Stuff The Internet Says On Scalability For June 28, 2013

Hey, it's HighScalability time:


(Leandro Erlich's super cool scaling illusion)

  • Who am I? I have 50 petabytes of data stored in Hadoop and Teradata, 400 million items for sale, 250 million queries a day, 100,000 pages served per second, 112 million active users, $75 billions sold in 2012...If you guessed eBay then you've won the auction.
  • Quotable Quotes:
    • Controlled Experiments at Large Scale: Bing found that every 100ms faster they deliver search result pages yields 0.6% more in revenue
    • Luis Bettencourt: A city is first and foremost a social reactor. It works like a star, attracting people and accelerating social interaction and social outputs in a way that is analogous to how stars compress matter and burn brighter and faster the bigger they are.
    • @nntaleb: unless you understand that fat tails come from concentration of errors, you should not discuss probability & risk 
  • Need to make Hadoop faster? Hadoop + GPU: Boost performance of your big data project by 50x-200x? Or there's Spark, which uses in-memory techniques to run upto 100x faster than Hadoop.
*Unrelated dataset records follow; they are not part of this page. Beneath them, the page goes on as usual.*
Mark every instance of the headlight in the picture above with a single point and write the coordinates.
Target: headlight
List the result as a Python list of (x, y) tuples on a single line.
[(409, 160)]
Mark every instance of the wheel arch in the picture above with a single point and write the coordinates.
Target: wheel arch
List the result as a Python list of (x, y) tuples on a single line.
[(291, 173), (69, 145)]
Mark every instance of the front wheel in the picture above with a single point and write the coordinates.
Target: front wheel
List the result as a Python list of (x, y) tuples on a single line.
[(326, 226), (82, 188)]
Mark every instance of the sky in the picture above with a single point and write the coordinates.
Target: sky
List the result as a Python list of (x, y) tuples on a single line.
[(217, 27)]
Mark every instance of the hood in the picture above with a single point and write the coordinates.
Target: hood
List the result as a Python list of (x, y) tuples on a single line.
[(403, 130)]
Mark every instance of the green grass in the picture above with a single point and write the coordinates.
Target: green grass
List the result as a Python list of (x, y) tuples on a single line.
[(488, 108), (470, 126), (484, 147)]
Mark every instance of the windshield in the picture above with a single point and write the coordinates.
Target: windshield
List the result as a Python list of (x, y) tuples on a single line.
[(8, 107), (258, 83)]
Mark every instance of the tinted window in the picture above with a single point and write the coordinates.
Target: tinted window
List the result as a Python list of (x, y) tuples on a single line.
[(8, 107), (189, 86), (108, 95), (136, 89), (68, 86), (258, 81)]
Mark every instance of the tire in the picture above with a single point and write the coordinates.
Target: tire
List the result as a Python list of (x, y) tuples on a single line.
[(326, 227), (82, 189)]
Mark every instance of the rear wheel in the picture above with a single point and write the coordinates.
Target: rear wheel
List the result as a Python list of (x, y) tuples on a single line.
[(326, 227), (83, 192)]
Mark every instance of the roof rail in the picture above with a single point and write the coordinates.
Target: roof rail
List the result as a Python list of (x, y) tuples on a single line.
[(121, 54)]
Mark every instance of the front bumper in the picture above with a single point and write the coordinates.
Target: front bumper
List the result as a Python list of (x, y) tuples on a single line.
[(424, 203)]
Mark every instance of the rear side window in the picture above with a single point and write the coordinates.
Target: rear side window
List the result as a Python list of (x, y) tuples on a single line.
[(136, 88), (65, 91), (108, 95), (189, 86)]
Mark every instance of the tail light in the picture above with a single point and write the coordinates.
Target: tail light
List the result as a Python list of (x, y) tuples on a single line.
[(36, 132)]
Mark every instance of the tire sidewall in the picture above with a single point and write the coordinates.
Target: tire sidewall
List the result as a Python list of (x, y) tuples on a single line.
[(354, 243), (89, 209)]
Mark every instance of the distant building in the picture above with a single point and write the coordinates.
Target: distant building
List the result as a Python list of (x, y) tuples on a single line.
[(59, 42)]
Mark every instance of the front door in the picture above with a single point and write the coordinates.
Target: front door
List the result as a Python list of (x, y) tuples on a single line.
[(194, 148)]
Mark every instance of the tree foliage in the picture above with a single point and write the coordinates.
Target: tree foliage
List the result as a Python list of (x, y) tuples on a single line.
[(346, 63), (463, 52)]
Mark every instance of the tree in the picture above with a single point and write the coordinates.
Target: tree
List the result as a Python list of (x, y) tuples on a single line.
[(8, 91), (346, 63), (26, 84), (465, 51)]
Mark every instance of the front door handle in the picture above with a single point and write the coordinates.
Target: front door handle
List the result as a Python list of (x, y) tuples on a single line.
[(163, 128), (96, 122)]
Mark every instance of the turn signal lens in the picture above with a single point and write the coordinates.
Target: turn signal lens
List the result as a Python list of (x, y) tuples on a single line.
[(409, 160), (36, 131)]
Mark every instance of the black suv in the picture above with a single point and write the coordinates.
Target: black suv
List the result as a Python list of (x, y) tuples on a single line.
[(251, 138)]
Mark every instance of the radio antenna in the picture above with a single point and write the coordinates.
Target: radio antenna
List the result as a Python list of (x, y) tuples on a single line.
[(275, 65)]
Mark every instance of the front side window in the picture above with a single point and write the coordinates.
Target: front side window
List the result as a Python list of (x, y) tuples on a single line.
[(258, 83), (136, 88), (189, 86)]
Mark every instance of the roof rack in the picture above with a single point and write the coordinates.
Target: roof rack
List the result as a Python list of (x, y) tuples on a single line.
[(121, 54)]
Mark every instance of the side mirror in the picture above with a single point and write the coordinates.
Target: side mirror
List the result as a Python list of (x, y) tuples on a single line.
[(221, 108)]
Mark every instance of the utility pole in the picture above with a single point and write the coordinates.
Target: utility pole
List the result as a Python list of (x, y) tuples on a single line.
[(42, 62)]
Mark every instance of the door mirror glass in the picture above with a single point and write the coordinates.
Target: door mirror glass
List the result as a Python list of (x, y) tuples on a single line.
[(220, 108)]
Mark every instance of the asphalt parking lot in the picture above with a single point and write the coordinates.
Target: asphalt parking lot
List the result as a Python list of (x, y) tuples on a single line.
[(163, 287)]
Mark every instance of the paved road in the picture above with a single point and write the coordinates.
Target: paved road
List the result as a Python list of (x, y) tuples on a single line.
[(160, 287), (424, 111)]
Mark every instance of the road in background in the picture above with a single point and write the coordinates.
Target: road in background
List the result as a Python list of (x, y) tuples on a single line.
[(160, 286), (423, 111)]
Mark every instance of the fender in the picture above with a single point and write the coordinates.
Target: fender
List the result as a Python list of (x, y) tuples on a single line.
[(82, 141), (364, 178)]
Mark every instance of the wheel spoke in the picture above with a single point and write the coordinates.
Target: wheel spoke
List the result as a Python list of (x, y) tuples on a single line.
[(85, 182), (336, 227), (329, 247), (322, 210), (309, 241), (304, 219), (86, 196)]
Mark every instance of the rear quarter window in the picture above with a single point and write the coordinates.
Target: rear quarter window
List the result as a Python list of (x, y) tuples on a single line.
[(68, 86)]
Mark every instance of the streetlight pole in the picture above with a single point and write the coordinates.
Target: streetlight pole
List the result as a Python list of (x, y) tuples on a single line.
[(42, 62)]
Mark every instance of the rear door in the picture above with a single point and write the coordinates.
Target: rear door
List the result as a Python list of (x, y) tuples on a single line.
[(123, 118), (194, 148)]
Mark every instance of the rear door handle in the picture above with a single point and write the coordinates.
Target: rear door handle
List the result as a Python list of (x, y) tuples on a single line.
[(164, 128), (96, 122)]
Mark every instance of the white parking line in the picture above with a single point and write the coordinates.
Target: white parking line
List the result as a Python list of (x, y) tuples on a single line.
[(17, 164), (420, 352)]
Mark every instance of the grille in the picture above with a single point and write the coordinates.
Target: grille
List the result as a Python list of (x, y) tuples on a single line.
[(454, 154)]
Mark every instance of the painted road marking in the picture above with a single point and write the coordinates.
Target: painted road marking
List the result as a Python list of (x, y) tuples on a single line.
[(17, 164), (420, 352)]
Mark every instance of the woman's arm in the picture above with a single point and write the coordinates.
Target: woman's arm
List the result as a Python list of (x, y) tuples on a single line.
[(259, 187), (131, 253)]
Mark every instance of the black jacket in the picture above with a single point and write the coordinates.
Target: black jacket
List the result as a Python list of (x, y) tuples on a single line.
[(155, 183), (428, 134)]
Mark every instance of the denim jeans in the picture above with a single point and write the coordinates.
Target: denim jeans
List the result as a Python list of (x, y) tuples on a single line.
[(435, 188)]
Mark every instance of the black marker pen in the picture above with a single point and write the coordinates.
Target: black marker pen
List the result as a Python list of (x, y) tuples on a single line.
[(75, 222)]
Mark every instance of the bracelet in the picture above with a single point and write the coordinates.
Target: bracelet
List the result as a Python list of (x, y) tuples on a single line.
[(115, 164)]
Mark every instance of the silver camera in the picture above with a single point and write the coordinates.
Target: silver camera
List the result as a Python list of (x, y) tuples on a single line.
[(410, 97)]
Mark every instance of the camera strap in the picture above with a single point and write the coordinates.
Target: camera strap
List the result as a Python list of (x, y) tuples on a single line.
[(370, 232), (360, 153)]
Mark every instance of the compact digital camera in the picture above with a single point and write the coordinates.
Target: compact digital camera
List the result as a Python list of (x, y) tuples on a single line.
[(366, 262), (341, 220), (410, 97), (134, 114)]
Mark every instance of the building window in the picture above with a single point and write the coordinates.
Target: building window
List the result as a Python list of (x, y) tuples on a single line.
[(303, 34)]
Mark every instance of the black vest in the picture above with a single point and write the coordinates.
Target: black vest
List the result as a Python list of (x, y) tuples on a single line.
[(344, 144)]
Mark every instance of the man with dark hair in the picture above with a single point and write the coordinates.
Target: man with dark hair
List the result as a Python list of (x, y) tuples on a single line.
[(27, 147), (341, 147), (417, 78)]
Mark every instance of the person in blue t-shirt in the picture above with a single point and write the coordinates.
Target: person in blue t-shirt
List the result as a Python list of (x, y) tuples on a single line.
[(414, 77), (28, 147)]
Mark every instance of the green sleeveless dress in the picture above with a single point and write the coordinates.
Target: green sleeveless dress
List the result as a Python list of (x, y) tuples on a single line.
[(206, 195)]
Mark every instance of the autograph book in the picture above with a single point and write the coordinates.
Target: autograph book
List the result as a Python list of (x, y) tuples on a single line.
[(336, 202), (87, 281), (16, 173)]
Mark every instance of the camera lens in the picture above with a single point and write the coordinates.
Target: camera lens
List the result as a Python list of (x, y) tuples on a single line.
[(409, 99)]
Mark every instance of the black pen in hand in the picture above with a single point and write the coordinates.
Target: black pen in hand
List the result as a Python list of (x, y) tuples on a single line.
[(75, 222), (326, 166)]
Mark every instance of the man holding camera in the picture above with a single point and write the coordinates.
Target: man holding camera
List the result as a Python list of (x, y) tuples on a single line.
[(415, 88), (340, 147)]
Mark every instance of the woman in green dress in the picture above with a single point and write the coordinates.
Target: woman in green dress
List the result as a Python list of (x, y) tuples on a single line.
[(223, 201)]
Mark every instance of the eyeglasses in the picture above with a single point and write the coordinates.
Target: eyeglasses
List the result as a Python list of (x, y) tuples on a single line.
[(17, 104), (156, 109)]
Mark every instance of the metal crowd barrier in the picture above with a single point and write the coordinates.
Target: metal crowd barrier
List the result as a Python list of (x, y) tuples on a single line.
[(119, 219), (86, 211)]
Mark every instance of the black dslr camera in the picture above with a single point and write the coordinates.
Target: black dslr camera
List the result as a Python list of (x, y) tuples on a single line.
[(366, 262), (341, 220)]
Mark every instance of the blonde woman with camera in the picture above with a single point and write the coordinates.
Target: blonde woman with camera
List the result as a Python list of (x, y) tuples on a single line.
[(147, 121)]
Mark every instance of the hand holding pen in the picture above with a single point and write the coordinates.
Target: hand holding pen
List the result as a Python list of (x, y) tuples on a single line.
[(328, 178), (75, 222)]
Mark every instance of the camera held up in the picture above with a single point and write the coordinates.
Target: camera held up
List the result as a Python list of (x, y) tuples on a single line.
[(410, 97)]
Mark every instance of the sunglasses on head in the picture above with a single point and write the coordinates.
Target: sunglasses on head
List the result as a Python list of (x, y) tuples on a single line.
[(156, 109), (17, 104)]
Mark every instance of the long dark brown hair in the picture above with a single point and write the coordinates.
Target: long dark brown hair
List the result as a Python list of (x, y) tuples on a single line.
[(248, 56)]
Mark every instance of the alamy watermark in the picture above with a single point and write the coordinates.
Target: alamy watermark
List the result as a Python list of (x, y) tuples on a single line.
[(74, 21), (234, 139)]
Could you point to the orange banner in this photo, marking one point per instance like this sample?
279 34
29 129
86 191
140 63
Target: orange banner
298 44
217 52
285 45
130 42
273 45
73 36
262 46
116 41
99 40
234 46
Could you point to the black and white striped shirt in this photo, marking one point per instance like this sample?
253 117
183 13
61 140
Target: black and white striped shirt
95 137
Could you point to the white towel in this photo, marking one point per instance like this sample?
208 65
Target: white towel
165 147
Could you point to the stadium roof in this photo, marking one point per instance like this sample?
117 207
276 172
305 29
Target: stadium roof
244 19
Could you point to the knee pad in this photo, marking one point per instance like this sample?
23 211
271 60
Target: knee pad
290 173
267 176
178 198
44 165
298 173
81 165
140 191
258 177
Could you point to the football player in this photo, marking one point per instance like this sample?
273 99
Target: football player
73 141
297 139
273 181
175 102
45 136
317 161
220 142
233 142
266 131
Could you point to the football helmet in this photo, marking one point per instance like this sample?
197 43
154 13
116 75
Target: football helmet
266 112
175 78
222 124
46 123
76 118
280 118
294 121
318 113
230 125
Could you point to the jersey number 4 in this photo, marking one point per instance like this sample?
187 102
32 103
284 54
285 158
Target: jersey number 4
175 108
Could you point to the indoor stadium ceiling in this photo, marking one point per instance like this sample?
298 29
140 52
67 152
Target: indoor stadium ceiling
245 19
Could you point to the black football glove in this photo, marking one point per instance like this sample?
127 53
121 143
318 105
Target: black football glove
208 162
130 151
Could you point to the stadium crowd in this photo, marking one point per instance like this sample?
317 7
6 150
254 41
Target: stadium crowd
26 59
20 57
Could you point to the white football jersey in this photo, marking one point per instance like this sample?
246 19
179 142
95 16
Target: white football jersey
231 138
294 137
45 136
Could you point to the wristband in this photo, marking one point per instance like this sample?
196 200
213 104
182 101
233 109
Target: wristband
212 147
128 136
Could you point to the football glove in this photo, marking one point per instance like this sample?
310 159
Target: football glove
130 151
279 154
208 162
Also, Spark: Open Source Superstar Rewrites Future of Big Data

  • Human, you aren't so special after all. Even plants can do math: During the night, mechanisms inside the leaf measure the size of the starch store and estimate the length of time until dawn. Information about time comes from an internal clock, similar to our own body clock. The size of the starch store is then divided by the length of time until dawn to set the correct rate of starch consumption, so that, by dawn, around 95% of starch is used up.

  • Filmgrain talks about their architecture. All Redis all the time. Redis does quad duty as a cache, queue pub/sub, and database. Each component is isolated through Redis. 

  • When key-value and relational are not enough, Facebook went graph with TAO, a custom distributed service designed around objects and associations, used for many features including likes, pages, and events. It serves thousands of data types and handles over a billion read requests and millions of write requests every second. Most of the complexity is kept in the client, it doesn't perform typical graph algorithm operations on the server. This simplicity "helps product engineers find an optimal division of labor between application servers, data store servers, and the network connecting them." It's geographically distributed, eventually consistent, organized as a tree, single master per shard.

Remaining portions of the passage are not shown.